The importance of gestational weight gain as an independent risk factor for LGA was also emphasized by Kominiarek et al. Similar to our findings, they reported that 37% (38.4% in our cohort) of normal weight women and 64% (69.5% in our cohort) of overweight (but non-obese) women gained more weight during pregnancy than recommended by the IOM ([Table 3]). The authors suggested that gestational weight gain could be a potentially modifiable risk factor for a number of adverse maternal and neonatal outcomes, as recent meta-analyses of randomized controlled trials have reported that diet or exercise interventions during pregnancy can help to reduce excessive gestational weight gain. But the authors noted that, so far, health behavior interventions to reduce gestational weight gain have not significantly improved maternal and neonatal outcomes and have only shown limited effectiveness among overweight and obese women and thus need to be improved [14]. Recommendations to reduce weight gain during pregnancy have been published. For obese women, it has already been shown that gestational weight gain below the national recommendations for obese mothers (5 – 9 kg) does not adversely affect fetal growth, gestational age at delivery, or mode of delivery [20]. Consequently, recommendations on gestational weight gain have been included in the updated version of the guidelines on the diagnosis, treatment and follow-up of gestational diabetes [21], [22].
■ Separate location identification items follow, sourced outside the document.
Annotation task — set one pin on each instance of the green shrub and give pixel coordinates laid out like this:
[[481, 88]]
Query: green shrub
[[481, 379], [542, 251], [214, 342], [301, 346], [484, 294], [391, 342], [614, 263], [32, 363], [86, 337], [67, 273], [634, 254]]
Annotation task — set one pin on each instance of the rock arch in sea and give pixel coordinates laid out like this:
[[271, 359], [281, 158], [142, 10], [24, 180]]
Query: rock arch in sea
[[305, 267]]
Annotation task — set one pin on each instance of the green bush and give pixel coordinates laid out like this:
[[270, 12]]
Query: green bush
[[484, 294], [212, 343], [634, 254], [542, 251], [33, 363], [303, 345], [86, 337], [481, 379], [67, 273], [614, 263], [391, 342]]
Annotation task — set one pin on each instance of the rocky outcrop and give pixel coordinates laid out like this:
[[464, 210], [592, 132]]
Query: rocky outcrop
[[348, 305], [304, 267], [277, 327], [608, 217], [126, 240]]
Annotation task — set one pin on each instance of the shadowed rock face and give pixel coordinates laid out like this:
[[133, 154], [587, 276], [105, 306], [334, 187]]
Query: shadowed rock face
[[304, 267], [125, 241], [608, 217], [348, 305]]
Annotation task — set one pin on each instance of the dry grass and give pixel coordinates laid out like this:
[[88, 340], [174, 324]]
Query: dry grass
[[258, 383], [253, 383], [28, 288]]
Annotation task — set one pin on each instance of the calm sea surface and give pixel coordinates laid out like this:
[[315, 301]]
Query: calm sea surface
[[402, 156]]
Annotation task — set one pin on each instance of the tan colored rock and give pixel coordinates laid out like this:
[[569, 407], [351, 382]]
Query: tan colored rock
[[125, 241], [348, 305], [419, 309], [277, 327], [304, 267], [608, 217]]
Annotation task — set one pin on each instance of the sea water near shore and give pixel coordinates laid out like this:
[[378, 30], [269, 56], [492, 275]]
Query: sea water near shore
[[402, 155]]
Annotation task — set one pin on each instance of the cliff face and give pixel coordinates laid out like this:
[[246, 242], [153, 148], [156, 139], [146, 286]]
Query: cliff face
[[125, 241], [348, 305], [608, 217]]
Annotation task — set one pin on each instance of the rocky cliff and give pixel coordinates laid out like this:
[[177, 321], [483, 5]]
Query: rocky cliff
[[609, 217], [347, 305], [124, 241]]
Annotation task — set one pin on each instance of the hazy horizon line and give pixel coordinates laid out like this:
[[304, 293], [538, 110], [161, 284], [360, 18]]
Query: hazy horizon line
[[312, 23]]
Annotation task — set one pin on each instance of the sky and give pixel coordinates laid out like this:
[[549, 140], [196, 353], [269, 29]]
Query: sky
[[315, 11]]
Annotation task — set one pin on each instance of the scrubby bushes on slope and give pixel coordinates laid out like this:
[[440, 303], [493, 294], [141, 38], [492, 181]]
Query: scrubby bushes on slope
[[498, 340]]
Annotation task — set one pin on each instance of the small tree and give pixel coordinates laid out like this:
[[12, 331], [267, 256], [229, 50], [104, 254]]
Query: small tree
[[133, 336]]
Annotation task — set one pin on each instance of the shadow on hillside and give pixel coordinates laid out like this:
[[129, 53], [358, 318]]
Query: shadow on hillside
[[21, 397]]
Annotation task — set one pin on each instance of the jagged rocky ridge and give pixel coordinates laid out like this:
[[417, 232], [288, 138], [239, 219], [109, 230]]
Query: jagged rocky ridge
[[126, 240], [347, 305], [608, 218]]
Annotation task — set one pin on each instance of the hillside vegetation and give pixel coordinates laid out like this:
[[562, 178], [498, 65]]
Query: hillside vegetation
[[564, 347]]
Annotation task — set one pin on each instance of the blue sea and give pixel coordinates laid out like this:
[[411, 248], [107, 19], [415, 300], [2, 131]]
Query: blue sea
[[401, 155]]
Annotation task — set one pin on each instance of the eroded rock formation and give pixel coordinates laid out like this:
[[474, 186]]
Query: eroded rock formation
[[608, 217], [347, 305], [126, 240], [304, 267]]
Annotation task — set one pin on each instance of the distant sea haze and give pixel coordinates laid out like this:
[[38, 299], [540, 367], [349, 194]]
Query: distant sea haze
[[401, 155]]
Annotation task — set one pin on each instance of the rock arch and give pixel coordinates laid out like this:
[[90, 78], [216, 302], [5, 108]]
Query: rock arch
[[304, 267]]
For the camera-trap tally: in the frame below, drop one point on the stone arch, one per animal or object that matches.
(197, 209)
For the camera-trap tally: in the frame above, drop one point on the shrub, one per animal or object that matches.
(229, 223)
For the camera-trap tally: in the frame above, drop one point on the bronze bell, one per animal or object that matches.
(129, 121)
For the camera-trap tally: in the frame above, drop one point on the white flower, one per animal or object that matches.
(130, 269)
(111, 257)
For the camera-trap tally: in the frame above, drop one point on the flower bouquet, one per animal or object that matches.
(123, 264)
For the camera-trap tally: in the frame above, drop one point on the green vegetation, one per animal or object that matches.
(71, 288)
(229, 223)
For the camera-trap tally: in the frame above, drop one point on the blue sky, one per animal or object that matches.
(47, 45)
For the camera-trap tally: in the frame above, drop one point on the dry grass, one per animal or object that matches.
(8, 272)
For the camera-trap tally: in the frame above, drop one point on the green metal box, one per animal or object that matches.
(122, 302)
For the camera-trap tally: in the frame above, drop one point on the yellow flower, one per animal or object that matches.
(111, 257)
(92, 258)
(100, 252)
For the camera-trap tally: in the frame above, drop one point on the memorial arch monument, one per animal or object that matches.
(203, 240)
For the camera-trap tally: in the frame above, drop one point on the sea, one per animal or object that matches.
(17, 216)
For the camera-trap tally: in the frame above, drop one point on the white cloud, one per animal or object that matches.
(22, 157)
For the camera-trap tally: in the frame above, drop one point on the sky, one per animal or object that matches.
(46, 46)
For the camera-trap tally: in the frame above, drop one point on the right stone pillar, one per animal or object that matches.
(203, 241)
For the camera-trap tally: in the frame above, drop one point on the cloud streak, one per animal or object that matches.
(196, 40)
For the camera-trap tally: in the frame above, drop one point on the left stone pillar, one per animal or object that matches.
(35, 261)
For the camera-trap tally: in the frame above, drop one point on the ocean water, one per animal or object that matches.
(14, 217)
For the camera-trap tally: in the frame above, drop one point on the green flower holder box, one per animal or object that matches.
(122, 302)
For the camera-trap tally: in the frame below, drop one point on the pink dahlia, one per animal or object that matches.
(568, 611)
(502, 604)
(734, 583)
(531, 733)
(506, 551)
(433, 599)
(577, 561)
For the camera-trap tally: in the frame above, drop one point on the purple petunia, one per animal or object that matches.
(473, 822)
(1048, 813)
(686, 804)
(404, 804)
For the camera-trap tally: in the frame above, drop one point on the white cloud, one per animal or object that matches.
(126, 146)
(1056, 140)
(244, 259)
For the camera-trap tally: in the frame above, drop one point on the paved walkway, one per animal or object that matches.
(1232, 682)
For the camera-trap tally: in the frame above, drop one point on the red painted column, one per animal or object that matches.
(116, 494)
The obvious limitations of our study are its retrospective nature and the reliability of the electronic medical records, which resulted in a 10% exclusion rate because of missing data. Additionally, because of how the data was recorded in the database, the risk factor “diabetes” subsumed both gestational diabetes (GDM) and pre-existing diabetes. However, fewer than 2% of women who give birth in our university hospital suffer from pre-existing diabetes, which means that GDM is the predominant diabetic disorder of pregnant women in our study. Since information on glycemic control was not available for the non-diabetic cohort, we could not include this variable in our analysis. All women diagnosed with diabetes during pregnancy were diagnosed and treated according to the latest guidelines. After 2006, the diagnostic criteria for GDM used in our department strictly followed the IADPSG recommendations. General screening for GDM became a standard part of maternity care in 2012. These timings mean that our study may potentially have an additional bias due to the changes in diagnostic strategies. One of the strengths of our study is the large number of mother-infant dyads.
Conclusion
Being born large for gestational age has a lifelong impact on individual health. Multiple factors influence fetal birth weight. Overnutrition associated with excessive gestational weight gain and poorly controlled diabetes are risk factors which are possibly preventable. In our cohort, 38.4% of normal weight women and 69.5% ([Table 3]) of overweight women had excessive weight gain in pregnancy, accounting for nearly 40% of the total cohort. These women are therefore a target cohort for intervention, as each additional prevented kilogram weight gain during pregnancy can reduce the risk for LGA by more than 5%. Counseling on avoiding excessive gestational weight gain, dietary and exercise recommendations and information about the benefits which could be achieved by avoiding excessive weight gain should be mandatory, not only for obese women but also and especially for normal weight women and moderately overweight women. Thus, the implementation of structured counseling programs could have a significant effect on the increase in childhood obesity rates by reducing the risk factor of LGA birth.